SCGB already encourages data sharing among its investigators. SCGB director David Tank hopes that NWB will make that easier. “We urge people to explore using Neurodata Without Borders in their labs,” Tank says. “The more people who use the platform, the more likely it will develop into a useful standard that can expand and accommodate diverse types of experiments.”
Version 2.0
One of the reasons neurophysiology data is challenging to standardize is its diversity. Scientists record the precise timing of neural activity, as well as where the activity is recorded, the genotype of the animal, multiple behavioral variables and other factors. Different experiments require different variables, or metadata, all of which have to be precisely mapped to each other. “It’s hard to convey to people who haven’t done systems neuroscience how complex the data is,” Svoboda says.
One of the goals for NWB 2.0 is to make it easier to extend the platform to different types of experiments. The original version was focused on rodents. But the new version can accommodate other species, such as fruit flies and primates, which have different metadata. In fruit flies, for example, scientists define the recording site by cell types rather than by coordinate location.

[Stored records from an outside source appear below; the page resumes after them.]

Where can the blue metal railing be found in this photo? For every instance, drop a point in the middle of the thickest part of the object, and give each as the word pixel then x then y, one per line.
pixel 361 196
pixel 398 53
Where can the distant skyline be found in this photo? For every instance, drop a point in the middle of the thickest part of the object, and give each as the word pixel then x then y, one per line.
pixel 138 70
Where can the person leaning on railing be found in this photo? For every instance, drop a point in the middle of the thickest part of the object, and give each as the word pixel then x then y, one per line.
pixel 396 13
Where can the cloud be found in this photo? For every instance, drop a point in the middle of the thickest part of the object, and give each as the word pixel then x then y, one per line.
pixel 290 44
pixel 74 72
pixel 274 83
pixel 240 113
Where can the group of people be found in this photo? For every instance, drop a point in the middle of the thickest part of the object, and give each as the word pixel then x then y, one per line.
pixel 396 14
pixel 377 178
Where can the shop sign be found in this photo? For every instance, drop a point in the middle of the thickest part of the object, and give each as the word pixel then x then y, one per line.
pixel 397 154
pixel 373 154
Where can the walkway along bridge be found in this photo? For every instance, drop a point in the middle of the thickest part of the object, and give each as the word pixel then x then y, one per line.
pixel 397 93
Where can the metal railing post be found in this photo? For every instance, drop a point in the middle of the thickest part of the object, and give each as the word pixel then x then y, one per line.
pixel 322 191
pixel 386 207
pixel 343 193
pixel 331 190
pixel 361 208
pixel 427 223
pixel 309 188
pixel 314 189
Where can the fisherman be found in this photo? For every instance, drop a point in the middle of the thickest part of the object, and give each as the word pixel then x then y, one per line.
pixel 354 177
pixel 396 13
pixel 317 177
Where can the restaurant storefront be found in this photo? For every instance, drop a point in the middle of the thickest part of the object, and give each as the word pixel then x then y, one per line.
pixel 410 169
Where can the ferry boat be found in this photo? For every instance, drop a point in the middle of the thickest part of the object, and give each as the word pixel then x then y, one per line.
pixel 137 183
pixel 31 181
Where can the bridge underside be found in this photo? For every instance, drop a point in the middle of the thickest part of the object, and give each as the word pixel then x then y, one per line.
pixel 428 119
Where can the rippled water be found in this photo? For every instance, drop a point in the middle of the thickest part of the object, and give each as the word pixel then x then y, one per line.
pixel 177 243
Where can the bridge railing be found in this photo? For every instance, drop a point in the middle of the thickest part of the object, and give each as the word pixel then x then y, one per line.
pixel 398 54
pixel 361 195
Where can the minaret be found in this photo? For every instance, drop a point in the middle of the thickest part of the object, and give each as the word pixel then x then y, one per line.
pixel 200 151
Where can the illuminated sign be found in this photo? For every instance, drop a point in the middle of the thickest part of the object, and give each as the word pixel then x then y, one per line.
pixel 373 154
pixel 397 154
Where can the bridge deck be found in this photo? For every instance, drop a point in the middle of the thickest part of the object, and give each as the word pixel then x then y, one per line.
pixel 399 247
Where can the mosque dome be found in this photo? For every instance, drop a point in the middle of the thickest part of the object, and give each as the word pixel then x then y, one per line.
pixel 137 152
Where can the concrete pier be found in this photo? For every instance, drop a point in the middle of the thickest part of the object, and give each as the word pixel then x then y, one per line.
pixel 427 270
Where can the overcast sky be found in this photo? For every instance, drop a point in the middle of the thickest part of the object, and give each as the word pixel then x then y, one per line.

Programmers will refine the NWB 2.0 platform over the next few months, with the goal of launching both MATLAB and Python versions in November. The pilot project, NWB 1.0, was funded by General Electric, the Allen Institute for Brain Science, the Howard Hughes Medical Institute, the Kavli Foundation and the International Neuroinformatics Coordinating Facility. The expansion effort, NWB 2.0, is funded by the Simons Foundation and the Kavli Foundation. Existing tools are freely available on GitHub.
The next hurdle will be convincing investigators to use the platform — organizing data this way requires effort on the part of investigators. “The real challenge is adoption,” Svoboda says. The group plans to do outreach to help different communities create their own extensions. For example, “a marmoset working group could develop a format that is critical for marmoset neurophysiology,” Svoboda says. They will also develop tutorials and other resources to guide novice users.
Much to his delight, Svoboda says other scientists have already used data from his lab to publish new papers. “One dataset we released became a Ph.D. thesis at Champalimaud,” he says. “Another dataset turned into a publication from University of Maryland.”
Svoboda predicts that eventually, neuroscience will follow the path of astrophysics, centralizing data collection so that individual labs can work on analysis. “I think it has to be this way. Experiments are becoming increasingly complex, and data are becoming increasingly complex,” he says. “The process of extracting meaning from data is becoming a full-time pursuit.”